Esto es inaudito. Un violador sexual se apodera de una ciudad sin que nada ni nadie pueda, hasta el momento, detenerlo en sus fechorías, Por ahí anda enredado en su mente truculenta sufriendo sus propias penurias mentales. Los sabuesos encargados de seguirle la pista padecen de catarro crónico, no logran dar con su paradero. Lo rastrean aquí, lo olfatean por allá y niguas. Se esfumó atravesando paredes. No vaya a resultar, digo yo, que se trate de un pelafustán que ya esté tras de las rejas y sólo sale por la noche, despacito y a tus brazos, vida mía. Esto es, como ocurrió en una de las ciudades vecinas donde unos facinerosos estaban encarcelados, pero la alcaidesa encargada de la prisión les permitía abandonar transitoriamente su encierro para que delinquieran,
Aunque ustedes no están para saberlo, les diré que en la década de los sesenta fue detenido aquí en Torreón un torvo sujeto cuya mente retorcida se equiparaba a la del tristemente célebre Jack, apodado el Destripador, que hacía de las suyas en las oscuras calles londinenses. Atacaba prostitutas rebanándoles el vientre sin que jamás se supiera su identidad pues Scotland Yard apenas inició sus pesquisas él desapareció para siempre sin dejar más huella de su paso que las desolladas víctimas a las que ni el perspicaz Sherlock Holmes, de ser un personaje real y no de ficción, podría haber aprehendido.
El de por acá fue detenido en plena "faena" por agentes de las comisiones de seguridad poniéndolo a disposición del juzgado penal a mi cargo.
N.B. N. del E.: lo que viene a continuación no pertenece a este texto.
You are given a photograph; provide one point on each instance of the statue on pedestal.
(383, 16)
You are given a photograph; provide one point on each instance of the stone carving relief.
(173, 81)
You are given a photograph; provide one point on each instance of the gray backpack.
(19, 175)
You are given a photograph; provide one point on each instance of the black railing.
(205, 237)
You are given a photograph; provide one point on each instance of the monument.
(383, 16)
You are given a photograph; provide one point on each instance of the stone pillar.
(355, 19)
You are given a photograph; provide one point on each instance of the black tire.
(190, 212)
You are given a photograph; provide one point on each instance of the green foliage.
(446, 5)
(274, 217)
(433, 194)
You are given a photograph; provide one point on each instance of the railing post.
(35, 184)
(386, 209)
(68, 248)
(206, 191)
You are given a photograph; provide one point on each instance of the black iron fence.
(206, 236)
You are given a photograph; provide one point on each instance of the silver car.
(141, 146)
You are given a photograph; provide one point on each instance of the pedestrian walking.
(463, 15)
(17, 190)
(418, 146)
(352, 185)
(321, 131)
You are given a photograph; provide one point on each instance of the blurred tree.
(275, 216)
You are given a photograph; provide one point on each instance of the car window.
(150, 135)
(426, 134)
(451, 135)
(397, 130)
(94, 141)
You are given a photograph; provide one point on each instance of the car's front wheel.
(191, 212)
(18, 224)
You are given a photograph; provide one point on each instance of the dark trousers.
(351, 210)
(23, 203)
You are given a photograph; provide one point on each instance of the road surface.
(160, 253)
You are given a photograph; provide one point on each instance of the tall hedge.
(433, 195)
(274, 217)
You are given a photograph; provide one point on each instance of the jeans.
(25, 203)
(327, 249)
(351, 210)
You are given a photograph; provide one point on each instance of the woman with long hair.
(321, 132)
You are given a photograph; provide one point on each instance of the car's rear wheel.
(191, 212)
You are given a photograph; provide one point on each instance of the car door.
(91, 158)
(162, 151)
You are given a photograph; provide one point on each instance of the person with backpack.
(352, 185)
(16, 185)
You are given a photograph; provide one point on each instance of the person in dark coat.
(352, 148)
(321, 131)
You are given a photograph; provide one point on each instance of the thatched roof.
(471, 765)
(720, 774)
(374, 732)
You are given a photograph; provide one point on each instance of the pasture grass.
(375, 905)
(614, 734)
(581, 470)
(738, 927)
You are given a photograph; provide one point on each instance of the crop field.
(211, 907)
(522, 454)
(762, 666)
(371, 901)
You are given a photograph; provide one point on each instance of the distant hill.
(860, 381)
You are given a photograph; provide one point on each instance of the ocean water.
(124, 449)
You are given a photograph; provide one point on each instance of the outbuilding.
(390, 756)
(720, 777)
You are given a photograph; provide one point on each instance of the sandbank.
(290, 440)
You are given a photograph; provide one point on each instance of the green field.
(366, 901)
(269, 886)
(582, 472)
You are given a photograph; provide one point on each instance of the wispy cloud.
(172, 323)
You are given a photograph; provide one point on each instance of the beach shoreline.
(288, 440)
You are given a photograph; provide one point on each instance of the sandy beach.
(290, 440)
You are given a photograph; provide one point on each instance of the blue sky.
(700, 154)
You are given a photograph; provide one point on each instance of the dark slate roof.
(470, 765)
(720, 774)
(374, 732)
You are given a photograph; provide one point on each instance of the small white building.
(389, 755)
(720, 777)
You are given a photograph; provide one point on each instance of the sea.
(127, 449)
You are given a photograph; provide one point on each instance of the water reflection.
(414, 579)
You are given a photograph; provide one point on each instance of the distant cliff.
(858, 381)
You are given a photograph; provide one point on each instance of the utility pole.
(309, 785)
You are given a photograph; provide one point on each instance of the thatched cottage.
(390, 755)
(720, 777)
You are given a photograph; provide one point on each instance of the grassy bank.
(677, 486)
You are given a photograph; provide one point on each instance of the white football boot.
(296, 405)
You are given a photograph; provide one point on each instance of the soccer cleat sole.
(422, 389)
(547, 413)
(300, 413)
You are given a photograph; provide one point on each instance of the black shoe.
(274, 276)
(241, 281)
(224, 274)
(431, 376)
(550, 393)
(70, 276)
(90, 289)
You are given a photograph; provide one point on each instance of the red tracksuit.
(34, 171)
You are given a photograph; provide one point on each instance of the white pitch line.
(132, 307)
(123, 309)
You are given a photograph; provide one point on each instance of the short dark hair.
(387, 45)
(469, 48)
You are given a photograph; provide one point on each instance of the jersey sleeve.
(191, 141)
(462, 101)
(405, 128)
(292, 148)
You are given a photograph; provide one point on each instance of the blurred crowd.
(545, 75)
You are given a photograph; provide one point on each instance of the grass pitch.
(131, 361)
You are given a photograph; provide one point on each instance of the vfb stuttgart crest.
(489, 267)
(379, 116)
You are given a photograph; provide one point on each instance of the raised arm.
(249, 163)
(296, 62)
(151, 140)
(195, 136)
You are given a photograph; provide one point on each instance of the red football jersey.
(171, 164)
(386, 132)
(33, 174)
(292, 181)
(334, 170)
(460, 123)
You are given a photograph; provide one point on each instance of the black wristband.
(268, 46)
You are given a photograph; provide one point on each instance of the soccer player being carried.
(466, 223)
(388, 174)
Llevado el proceso legal, demostrada plenamente su culpabilidad recibí la solicitud del reo de ser escuchado en audiencia en uno de los locutorios. Era un hombre bastante joven que frisaba a lo más en una treintena de años, de rostro anguloso, a simple vista no se notaba fuera un pervertido. Sin mirarme, separado por una reja asistido por Velia Calderón, secretaria del Juzgado, me hizo un breve relato del porqué de su depravación y terminó con una inusitada petición: dijo estar arrepentido de su mal proceder y me pedía no lo soltara.
Quería purgar la sodomía que lo llevó a prisión y tenía el temor de volver a las andadas clavando la hoja de su navaja en la espalda de la suripanta que le tocara. Disfrutaba sentir las pulsaciones de sus víctimas, como diría elegantemente el maestro Francisco González de la Vega, por vaso no idóneo.
Le impusimos treinta años de prisión, que era la pena máxima en aquel entonces. De menos merecía cadena perpetua.
Un año después dejé el cargo de juez, no sé qué pasaría con el delincuente sexual. Creo ahora al través de los años transcurridos de que en vez de una crujía se hubiese requerido internarlo en un pabellón siquiátrico, pues esas fijaciones mentales provienen de experiencias infantiles, que quedan atrás, pero nunca se dejan. Los sitios que conoció no pertenecen a este mundo, donde los situaba, el recordar una determinada imagen no es sino echar de menos un instante, ya pasado y siendo las alegrías y las tristezas tan fugitivas como la vida misma, nada queda por decir. Locos o cuerdos tarde que temprano el viento los llevará consigo, a todos por igual.